[CVP]: Fold `icmp eq X, C` to `trunc X to i1` if C=2k+1 and X in [2k, 2k+1] #83829

YanWQ-monad · 2024-03-04T11:41:10Z

For

define i1 @src(i8 %x) {
  %1 = icmp ult i8 %x, 2
  br i1 %1, label %bb1, label %bb2

bb2:
  %2 = tail call i1 @dynamic()
  br label %bb3

bb1:
  %3 = icmp eq i8 %x, 1 ; <===
  br label %bb3

bb3:
  %4 = phi i1 [ %3, %bb1 ], [ %2, %bb2 ]
  ret i1 %4
}

declare i1 @dynamic()

we can fold icmp eq i8 %x, 1 to trunc i8 %x to i1 since x is in [0, 1].
The alive2 proof is https://alive2.llvm.org/ce/z/sGig3-.

Generally, for

icmp eq X, C if C = 2k+1 and X is in [2k, 2k+1]
or icmp ne X, C if C = 2k and X is in [2k, 2k+1]

we can fold it to trunc X to i1.

With this fold, RISC-V can eliminate two instructions, while ARM can eliminate one instruction on the hot path. Link: https://godbolt.org/z/xMTbP94Yn.
The real-world case: rust-lang/rust#121673

github-actions · 2024-03-04T11:41:27Z

Thank you for submitting a Pull Request (PR) to the LLVM Project!

This PR will be automatically labeled and the relevant teams will be
notified.

If you wish to, you can add reviewers by using the "Reviewers" section on this page.

If this is not working for you, it is probably because you do not have write
permissions for the repository. In which case you can instead tag reviewers by
name in a comment by using @ followed by their GitHub username.

If you have received no comments on your PR for a week, you can request a review
by "ping"ing the PR by adding a comment “Ping”. The common courtesy "ping" rate
is once a week. Please remember that you are asking for valuable time from other developers.

If you have further questions, they may be answered by the LLVM GitHub User Guide.
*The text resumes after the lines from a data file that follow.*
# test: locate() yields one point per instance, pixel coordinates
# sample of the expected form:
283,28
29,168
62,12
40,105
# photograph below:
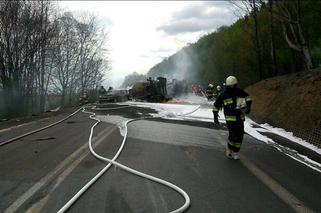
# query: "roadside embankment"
291,102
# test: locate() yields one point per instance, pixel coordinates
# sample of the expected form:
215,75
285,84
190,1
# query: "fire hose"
128,169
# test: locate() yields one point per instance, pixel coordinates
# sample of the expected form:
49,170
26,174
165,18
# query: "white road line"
45,180
275,187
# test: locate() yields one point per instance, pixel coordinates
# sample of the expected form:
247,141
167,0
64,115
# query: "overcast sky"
142,33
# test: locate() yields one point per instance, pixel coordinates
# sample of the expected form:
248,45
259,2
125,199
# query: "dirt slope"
292,102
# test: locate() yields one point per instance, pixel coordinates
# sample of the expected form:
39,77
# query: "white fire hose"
133,171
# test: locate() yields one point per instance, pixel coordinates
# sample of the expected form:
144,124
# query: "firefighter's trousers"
236,133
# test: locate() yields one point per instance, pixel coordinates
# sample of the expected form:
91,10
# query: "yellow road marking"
45,180
275,187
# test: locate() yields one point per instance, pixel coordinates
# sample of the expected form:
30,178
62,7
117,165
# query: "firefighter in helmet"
218,91
209,92
236,102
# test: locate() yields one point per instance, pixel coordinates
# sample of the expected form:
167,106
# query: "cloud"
206,16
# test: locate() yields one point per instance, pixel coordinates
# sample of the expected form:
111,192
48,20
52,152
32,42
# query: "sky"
143,33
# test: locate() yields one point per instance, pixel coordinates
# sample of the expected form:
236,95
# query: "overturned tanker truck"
150,90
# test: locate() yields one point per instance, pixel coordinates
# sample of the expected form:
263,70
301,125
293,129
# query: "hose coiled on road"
128,169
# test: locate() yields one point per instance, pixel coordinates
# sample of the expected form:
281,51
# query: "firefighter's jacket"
209,91
228,100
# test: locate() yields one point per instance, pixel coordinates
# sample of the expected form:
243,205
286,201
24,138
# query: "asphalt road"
41,172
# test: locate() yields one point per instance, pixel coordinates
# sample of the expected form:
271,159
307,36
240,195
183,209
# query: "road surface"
41,172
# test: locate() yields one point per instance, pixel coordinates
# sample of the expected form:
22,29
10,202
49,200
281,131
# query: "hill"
292,102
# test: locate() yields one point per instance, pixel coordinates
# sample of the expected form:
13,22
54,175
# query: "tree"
289,14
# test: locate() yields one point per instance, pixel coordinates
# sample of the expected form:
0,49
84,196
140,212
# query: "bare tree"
289,14
251,7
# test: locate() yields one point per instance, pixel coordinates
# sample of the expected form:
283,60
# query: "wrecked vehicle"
150,90
113,96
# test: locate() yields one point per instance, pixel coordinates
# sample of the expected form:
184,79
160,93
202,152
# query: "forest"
48,57
270,38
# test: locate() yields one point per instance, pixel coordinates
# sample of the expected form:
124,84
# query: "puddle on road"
116,120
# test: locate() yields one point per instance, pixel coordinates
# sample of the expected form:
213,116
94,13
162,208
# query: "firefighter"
218,91
209,92
83,99
236,102
101,90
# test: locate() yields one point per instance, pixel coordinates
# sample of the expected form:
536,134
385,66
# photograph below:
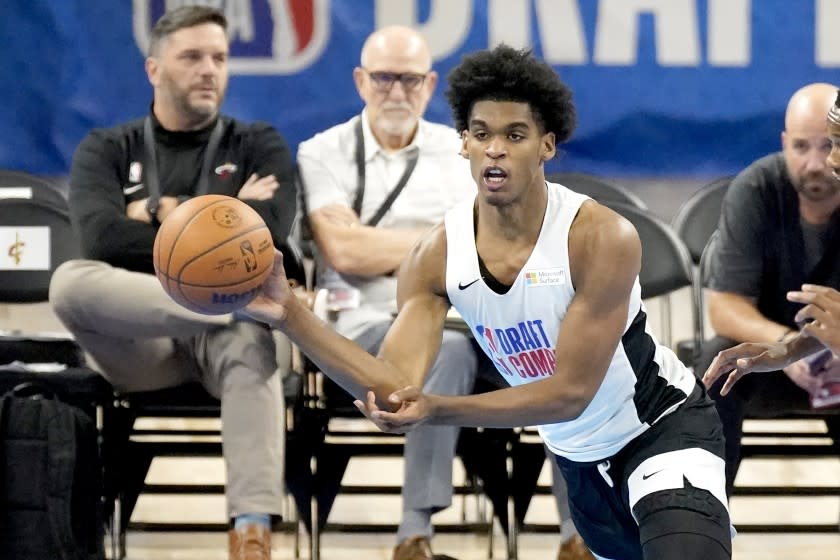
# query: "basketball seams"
211,277
216,246
196,214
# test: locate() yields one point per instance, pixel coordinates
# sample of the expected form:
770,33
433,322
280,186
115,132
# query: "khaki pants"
141,340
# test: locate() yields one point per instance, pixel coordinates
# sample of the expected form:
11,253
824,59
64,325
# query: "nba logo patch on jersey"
275,37
545,277
135,172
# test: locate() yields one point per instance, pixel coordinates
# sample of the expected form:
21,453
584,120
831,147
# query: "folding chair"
694,222
666,262
596,188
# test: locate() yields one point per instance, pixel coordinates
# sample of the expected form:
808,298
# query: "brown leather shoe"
252,542
414,548
574,549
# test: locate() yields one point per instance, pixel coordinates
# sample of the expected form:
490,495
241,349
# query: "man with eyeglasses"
372,186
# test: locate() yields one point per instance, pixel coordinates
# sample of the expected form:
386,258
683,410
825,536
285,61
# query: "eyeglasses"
384,81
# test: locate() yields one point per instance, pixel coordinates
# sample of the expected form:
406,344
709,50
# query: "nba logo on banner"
266,36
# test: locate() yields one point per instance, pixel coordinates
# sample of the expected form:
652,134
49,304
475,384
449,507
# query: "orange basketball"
212,254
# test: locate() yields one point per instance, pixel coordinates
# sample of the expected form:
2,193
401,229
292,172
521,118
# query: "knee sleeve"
685,524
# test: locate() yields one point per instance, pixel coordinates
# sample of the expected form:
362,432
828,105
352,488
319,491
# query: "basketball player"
547,281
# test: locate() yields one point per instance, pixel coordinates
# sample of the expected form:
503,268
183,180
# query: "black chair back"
666,262
37,237
698,216
597,188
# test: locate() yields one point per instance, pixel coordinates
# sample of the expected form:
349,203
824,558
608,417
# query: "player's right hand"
743,359
413,410
271,304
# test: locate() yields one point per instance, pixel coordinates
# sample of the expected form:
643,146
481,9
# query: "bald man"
779,229
362,236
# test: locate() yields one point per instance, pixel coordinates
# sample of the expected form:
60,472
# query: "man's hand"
823,312
138,209
743,359
271,304
829,372
258,188
412,409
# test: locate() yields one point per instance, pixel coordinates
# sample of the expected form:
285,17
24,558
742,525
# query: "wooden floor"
201,546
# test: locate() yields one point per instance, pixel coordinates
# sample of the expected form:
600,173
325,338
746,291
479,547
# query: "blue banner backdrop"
691,88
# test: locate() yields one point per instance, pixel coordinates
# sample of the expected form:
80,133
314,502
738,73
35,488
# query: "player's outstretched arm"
605,257
409,348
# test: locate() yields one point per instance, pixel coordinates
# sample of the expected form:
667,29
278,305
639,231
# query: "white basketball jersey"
518,331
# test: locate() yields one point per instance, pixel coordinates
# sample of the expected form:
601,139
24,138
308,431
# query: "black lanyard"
360,175
152,178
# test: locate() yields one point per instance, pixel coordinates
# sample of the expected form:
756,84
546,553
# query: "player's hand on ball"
412,409
271,303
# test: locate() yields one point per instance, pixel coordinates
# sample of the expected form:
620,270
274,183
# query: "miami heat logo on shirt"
521,350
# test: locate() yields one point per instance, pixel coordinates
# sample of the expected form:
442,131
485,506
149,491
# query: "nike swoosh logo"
647,476
134,189
462,286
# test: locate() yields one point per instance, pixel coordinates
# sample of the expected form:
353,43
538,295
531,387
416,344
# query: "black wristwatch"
152,207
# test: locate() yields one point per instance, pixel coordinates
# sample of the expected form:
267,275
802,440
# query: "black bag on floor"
50,479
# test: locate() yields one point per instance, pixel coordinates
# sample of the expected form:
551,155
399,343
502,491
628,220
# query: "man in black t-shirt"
779,229
125,181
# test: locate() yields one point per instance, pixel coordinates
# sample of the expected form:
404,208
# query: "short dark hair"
181,18
507,74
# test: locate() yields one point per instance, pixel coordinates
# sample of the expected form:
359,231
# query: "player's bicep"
607,263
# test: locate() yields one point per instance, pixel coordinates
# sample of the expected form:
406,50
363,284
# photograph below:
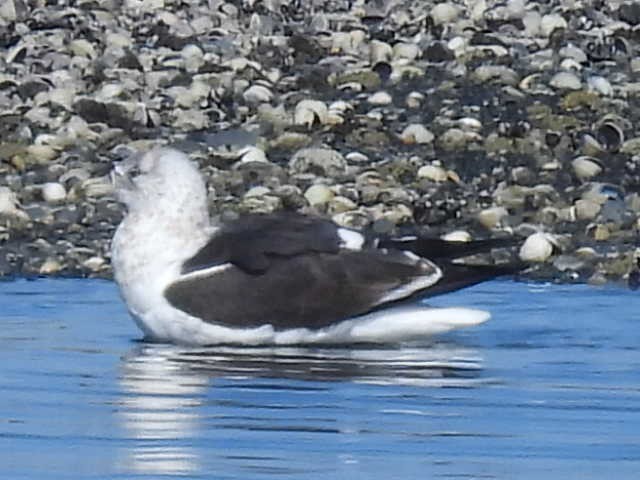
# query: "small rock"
257,94
95,263
457,236
491,217
538,247
433,173
380,98
416,133
586,209
318,194
49,267
324,161
565,81
444,13
551,22
53,192
308,112
586,167
257,191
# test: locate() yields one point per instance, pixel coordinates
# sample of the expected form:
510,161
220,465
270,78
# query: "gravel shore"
468,119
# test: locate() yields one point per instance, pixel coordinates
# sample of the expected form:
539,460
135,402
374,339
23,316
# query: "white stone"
252,154
193,58
414,99
551,22
8,11
257,191
408,51
457,236
538,247
601,85
566,81
318,194
491,217
380,98
257,94
309,111
532,22
380,51
53,192
416,133
585,167
94,264
82,48
433,172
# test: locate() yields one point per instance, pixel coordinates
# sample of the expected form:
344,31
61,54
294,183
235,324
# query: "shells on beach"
538,247
449,116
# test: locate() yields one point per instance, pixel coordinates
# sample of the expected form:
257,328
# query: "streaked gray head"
162,178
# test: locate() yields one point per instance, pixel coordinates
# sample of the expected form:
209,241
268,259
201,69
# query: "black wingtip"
458,276
436,249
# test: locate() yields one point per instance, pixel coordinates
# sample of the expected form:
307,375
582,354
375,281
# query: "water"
549,388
You can also ask questions in a comment on this PR, on the LLVM Discord or on the forums.

llvmbot · 2024-03-04T11:41:55Z

@llvm/pr-subscribers-llvm-transforms

Author: Monad (YanWQ-monad)

Changes

For

define i1 @<!-- -->src(i8 %x) {
  %1 = icmp ult i8 %x, 2
  br i1 %1, label %bb1, label %bb2

bb2:
  %2 = tail call i1 @<!-- -->dynamic()
  br label %bb3

bb1:
  %3 = icmp eq i8 %x, 1 ; &lt;===
  br label %bb3

bb3:
  %4 = phi i1 [ %3, %bb1 ], [ %2, %bb2 ]
  ret i1 %4
}

we can fold icmp eq i8 %x, 1 to trunc i8 %x to i1 since x is in [0, 1].
The alive2 proof is https://alive2.llvm.org/ce/z/sGig3-.

Generally, for

icmp eq X, C if C = 2k+1 and X is in [2k, 2k+1]
or icmp ne X, C if C = 2k and X is in [2k, 2k+1]
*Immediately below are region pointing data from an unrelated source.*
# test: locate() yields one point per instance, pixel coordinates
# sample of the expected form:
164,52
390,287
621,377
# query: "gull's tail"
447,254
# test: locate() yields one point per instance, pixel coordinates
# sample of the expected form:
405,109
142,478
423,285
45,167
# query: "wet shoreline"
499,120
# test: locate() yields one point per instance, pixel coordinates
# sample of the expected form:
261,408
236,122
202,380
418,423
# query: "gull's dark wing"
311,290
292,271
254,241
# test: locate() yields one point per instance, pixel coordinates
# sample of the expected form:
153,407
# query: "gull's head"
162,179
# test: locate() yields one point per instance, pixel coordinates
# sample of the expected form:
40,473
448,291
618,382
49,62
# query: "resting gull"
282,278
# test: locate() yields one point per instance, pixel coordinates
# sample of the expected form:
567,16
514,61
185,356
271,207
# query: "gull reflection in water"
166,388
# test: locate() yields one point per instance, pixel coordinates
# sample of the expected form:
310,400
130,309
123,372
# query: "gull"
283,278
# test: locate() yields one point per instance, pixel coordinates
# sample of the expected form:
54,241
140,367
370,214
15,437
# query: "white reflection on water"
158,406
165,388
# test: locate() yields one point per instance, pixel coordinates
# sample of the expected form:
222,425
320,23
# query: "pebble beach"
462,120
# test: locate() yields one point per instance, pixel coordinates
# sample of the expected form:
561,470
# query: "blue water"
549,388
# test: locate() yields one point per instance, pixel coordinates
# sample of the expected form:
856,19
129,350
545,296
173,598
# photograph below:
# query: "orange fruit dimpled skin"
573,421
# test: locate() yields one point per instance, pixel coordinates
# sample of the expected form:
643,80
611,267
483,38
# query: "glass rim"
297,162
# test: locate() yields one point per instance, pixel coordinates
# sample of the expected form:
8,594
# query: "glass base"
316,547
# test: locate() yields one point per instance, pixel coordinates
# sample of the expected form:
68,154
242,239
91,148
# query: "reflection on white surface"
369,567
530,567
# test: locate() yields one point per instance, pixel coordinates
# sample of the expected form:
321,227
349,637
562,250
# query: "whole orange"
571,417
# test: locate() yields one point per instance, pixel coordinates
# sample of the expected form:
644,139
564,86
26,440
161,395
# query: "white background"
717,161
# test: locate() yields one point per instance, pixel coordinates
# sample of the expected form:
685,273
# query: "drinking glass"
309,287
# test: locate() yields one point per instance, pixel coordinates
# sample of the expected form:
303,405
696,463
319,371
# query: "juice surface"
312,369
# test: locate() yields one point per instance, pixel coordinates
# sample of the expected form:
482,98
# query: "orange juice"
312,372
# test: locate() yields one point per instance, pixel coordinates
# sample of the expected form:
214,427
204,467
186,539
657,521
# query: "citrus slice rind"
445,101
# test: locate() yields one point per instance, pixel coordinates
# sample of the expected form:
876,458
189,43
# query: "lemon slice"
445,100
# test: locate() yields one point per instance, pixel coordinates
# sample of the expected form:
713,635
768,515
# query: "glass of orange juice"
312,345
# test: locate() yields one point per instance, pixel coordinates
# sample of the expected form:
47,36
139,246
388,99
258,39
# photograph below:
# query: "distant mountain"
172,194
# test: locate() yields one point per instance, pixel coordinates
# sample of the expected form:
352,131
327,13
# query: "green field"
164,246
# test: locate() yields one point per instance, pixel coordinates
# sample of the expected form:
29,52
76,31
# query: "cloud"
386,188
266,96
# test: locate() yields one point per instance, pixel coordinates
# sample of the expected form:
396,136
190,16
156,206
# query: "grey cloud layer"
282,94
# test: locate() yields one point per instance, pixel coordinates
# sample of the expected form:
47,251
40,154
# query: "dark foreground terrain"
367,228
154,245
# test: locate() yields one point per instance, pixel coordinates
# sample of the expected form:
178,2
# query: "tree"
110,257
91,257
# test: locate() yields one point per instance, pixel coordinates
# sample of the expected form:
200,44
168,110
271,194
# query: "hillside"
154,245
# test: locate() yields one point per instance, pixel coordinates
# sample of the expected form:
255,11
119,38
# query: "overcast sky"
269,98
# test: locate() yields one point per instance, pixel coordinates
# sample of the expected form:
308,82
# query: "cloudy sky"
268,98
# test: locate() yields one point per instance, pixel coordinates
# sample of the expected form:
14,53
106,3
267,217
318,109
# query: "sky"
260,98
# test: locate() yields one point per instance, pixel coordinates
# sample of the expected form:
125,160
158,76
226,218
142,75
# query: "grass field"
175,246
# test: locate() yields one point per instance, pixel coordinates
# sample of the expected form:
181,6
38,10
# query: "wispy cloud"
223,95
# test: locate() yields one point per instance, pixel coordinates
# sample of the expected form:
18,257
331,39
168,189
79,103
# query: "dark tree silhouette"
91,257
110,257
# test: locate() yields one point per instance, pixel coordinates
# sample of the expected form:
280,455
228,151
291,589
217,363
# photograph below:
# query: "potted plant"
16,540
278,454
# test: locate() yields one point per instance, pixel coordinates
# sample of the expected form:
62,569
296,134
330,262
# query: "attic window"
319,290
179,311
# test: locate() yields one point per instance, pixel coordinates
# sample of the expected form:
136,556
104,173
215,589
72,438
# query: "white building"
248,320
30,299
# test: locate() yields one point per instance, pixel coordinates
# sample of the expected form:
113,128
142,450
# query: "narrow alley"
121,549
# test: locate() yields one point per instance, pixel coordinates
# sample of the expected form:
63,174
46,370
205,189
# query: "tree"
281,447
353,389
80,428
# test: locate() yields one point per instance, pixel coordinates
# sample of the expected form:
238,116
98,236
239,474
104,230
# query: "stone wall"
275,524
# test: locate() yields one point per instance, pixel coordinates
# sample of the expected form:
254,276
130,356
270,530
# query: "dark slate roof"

we can fold it to trunc X to i1.

With this fold, RISC-V can eliminate two instructions, while ARM can eliminate one instruction on the hot path.
The real-world case: rust-lang/rust#121673

Full diff: https://github.com/llvm/llvm-project/pull/83829.diff

3 Files Affected:

(modified) llvm/lib/Transforms/Scalar/CorrelatedValuePropagation.cpp (+36)
(modified) llvm/test/Transforms/CorrelatedValuePropagation/icmp.ll (+62-2)
(modified) llvm/test/Transforms/JumpThreading/pr33917.ll (+4-4)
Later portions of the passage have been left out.